Reaching Upton's house, they found that the old man was out in a corn field, engaged in husking corn from the shock. They set out for him, and on the way met two of Upton's daughters, who had been out to where their father was. A dog with them barked furiously, and Shelton took Thomas' pistol and fired at the animal to frighten him.

Upton saw the two young men approaching him, and started to meet them. He habitually carried his rifle with him he never left home without it. Picking up this rifle from a pile of fodder, he leveled it at Daniel Thomas and called out, "Now, dam you, Where's your pistol? " and fired. Thomas fell, shot through the body, and died in less than two hours, where he had fallen, half covered with snow.

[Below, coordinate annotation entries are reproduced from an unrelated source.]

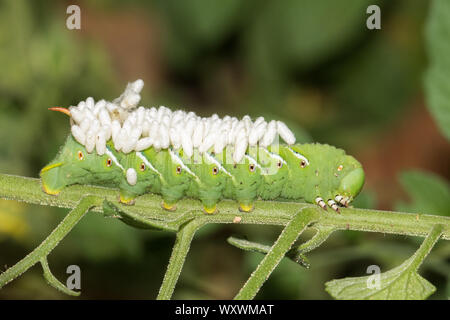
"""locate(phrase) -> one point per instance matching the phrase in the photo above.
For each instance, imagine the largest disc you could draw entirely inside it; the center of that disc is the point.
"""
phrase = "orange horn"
(63, 110)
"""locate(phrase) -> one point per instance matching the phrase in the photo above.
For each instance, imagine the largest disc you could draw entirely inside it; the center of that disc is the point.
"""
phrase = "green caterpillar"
(327, 173)
(178, 154)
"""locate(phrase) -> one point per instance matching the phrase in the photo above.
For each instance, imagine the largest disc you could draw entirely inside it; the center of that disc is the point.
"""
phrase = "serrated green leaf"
(400, 283)
(428, 193)
(437, 84)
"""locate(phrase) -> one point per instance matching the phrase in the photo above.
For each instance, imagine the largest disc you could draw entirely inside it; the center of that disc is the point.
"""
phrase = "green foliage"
(296, 217)
(401, 283)
(427, 192)
(436, 81)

Upton was arrested without difficulty, and on examination before a magistrate was released, as his daughters swore that when their father fired, Thomas was in the act of drawing a pistol. In a few months Upton removed to Adair county. At the September term of the Shelby circuit court, 1843, he was indicted and soon after arrested. His trial did not come off until July 12, 1844, when a special term was held at Shelbyville by Judge McBride to try him. The jury in the case was composed of Anthony Gooch, John Gullett, Albert G. Smith, James A. Sherry, Jonathan Rogers, Charles Duncan, Samuel Blackburn, James E. Utz, John C. Utz, Robert K. Mayes, Thomas B. Mayes and James Davis.

The prisoner was ably defended by Hon. Samuel T. Glover, and Hon. J. R. Abernathy, the circuit attorney, was the prosecutor. The trial lasted about two days, and on the second day the jury returned a verdict of " guilty of manslaughter in the second degree." As they could not agree upon his punishment the judge fixed it at three years imprisonment in the penitentiary. Steps were taken to appeal the case to the Supreme Court, but they were never perfected. Upton served out about two-thirds of his term, when he was pardoned by Gov. Edwards.

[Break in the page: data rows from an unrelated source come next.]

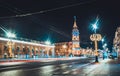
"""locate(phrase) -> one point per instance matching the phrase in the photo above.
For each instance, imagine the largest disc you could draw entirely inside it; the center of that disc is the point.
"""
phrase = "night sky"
(53, 19)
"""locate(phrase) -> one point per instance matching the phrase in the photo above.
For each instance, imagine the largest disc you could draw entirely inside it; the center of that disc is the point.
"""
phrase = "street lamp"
(64, 48)
(102, 40)
(95, 37)
(47, 42)
(10, 35)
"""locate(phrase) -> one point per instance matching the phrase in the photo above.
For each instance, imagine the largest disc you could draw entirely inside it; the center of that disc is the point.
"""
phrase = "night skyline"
(57, 22)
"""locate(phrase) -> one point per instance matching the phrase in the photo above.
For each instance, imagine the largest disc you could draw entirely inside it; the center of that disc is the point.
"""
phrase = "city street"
(82, 67)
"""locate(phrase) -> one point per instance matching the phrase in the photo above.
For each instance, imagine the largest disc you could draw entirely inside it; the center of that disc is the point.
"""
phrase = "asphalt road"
(55, 68)
(106, 67)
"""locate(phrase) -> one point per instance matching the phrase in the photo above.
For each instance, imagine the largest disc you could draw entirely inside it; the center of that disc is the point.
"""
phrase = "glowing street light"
(102, 40)
(95, 37)
(47, 42)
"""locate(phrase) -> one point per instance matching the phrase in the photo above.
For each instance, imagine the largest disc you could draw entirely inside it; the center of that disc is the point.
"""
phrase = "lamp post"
(64, 48)
(95, 37)
(10, 43)
(9, 35)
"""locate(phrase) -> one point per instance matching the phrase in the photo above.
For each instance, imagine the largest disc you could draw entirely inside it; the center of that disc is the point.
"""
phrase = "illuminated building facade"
(116, 42)
(12, 48)
(75, 39)
(63, 49)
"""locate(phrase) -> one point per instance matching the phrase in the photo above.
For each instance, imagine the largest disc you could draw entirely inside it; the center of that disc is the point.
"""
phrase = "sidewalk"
(107, 67)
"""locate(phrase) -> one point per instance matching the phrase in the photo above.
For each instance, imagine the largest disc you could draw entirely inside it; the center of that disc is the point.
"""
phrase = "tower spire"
(75, 25)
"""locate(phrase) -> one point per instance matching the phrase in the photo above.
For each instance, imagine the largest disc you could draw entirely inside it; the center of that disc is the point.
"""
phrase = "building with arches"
(12, 48)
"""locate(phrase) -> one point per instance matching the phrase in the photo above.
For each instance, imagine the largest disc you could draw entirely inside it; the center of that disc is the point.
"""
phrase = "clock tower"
(75, 39)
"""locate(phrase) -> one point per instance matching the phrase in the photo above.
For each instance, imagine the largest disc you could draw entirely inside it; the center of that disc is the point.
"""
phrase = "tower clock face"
(75, 33)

In the meantime his family had removed to Putnam county. Hither the old man repaired. Not long afterward he became involved in a difficulty with a son-in-law, named Cain. One day when Upton was at work in the woods, digging out a trough from a huge log, and while his wife and a daughter were washing on the banks of the Chariton river, not far away, he was bushwhacked by Cain, who came stealthily upon him and shot him fatally with a rifle. Upton lived about as long after he was shot as Thomas did after he was shot, and both were struck in the same part of the body. Cain fled for California, but at St. Joseph a desperado quarreled with him and killed him. Then a mob rose and killed the desperado.